Economie

Michel Barnier : « Je vous demande de faire beaucoup avec peu, en partant de presque rien »

Dans son discours de politique générale, prononcé devant l’Assemblée nationale le 1er octobre, le Premier ministre a martelé la nécessité d’assainir de manière draconienne les finances publiques, tout en évoquant plusieurs grands chantiers…

© Adobe Stock.
© Adobe Stock.

C’est dans un chaudron chauffé à blanc que le Premier ministre, Michel Barnier, a présenté mardi 1er octobre la feuille de route de son gouvernement. Dans un discours-fleuve, mais sobre, de près d’une heure et demie, il a tenté de se poser en conciliateur en donnant des gages suffisants pour éviter d’être renversé — trop vite — par une motion de censure déjà déposée par Le Nouveau Front Populaire (NFP).

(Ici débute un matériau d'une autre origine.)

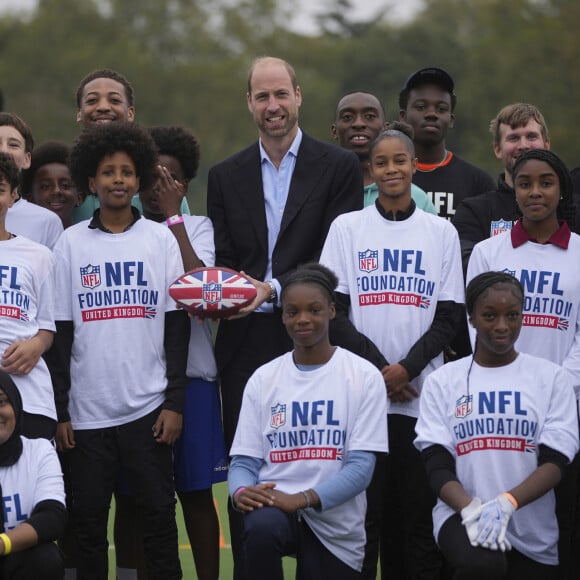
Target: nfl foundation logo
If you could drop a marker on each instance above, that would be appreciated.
(368, 260)
(499, 227)
(463, 406)
(212, 293)
(90, 276)
(277, 415)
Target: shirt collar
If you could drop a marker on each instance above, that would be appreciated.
(400, 215)
(560, 238)
(293, 150)
(96, 222)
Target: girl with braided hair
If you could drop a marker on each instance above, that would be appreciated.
(303, 452)
(541, 252)
(496, 430)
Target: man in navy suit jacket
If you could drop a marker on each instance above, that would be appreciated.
(271, 206)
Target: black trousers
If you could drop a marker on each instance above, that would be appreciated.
(408, 549)
(265, 340)
(94, 468)
(41, 562)
(471, 563)
(270, 534)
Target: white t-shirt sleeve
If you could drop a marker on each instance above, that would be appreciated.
(432, 426)
(200, 232)
(560, 429)
(333, 255)
(452, 273)
(248, 436)
(371, 418)
(62, 280)
(45, 312)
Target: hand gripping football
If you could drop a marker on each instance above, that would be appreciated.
(212, 292)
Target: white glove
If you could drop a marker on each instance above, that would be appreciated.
(493, 523)
(470, 519)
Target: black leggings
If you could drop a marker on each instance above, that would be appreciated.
(41, 561)
(469, 563)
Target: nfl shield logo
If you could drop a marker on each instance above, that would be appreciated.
(212, 293)
(463, 406)
(277, 415)
(90, 276)
(499, 227)
(368, 260)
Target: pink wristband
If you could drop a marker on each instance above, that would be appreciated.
(174, 220)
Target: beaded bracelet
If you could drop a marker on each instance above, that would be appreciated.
(174, 220)
(512, 499)
(7, 543)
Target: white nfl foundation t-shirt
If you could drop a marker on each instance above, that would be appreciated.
(549, 275)
(114, 287)
(494, 431)
(34, 222)
(35, 477)
(395, 272)
(27, 306)
(303, 423)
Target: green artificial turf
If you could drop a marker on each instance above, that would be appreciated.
(226, 562)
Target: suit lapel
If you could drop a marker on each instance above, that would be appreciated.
(310, 165)
(250, 189)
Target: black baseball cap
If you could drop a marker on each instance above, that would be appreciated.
(430, 75)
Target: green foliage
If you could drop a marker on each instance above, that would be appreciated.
(188, 62)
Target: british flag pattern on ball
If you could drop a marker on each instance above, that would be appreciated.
(213, 292)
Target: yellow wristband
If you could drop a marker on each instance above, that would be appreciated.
(512, 499)
(7, 543)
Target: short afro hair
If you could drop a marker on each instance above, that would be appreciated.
(49, 152)
(12, 120)
(9, 170)
(180, 143)
(99, 141)
(106, 73)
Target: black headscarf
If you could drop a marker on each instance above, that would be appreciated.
(11, 449)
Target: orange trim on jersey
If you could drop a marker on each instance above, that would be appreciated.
(431, 166)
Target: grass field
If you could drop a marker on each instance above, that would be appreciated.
(226, 562)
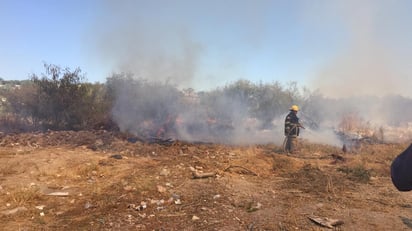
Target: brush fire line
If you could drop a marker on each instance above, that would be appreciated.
(401, 170)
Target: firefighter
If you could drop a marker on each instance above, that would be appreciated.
(292, 127)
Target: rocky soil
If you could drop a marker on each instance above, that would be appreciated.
(99, 180)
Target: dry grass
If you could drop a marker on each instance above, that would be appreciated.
(24, 196)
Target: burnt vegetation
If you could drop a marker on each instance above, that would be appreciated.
(62, 99)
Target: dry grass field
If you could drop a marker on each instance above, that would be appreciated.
(101, 181)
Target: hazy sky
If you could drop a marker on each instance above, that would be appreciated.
(341, 47)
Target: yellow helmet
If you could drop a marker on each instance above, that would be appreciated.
(294, 108)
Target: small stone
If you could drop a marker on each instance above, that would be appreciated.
(161, 189)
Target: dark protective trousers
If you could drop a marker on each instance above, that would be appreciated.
(401, 170)
(291, 144)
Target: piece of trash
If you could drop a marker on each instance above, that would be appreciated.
(116, 156)
(216, 196)
(132, 139)
(59, 194)
(178, 202)
(40, 207)
(254, 207)
(161, 189)
(326, 222)
(88, 205)
(140, 207)
(13, 211)
(407, 221)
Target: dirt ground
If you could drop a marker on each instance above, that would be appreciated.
(100, 180)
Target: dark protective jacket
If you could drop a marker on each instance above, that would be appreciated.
(292, 124)
(401, 170)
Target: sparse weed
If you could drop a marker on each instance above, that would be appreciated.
(357, 173)
(24, 195)
(8, 169)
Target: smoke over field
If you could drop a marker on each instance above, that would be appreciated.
(248, 113)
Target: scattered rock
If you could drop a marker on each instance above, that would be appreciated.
(326, 222)
(116, 156)
(161, 189)
(165, 172)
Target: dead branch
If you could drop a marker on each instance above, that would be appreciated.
(199, 175)
(236, 166)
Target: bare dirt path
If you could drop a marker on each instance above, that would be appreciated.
(68, 180)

Mais pour l’heure, Marine Le Pen a fait savoir que le Rassemblement national (RN) ne censurerait pas le nouveau gouvernement, privilégiant une « force de construction », qui place de facto le gouvernement sous l’épée de Damoclès du RN. Mais Michel Barnier se voit plutôt sous « la véritable épée de Damoclès » de l’état dégradé des finances publiques, nécessitant selon lui de jouer à la fois sur le levier des dépenses publiques et sur celui des prélèvements, afin de ramener le déficit public à 5 % en 2025 et en deçà de 3 % en 2029.

Austérité au programme

Profitant de l’impact créé dans l’opinion publique par les chiffres du déficit, 5,5 % en 2023 et potentiellement plus de 6 % en 2024, Michel Barnier cherche ainsi à pousser son avantage pour résoudre dans l’urgence une équation budgétaire à 60 milliards d’euros pour la seule année 2024. Du jamais-vu en France, mais bien loin des tristes records de consolidation budgétaire en Grèce et en Espagne ! La potion amère infligée à l’économie française sera constituée de deux tiers de coupes dans les dépenses publiques et d’un tiers d’augmentation des prélèvements. Mais, dans cet exercice de cuisine budgétaire à haut risque, le chef s’est bien gardé pour l’instant d’annoncer les ingrédients précis du breuvage…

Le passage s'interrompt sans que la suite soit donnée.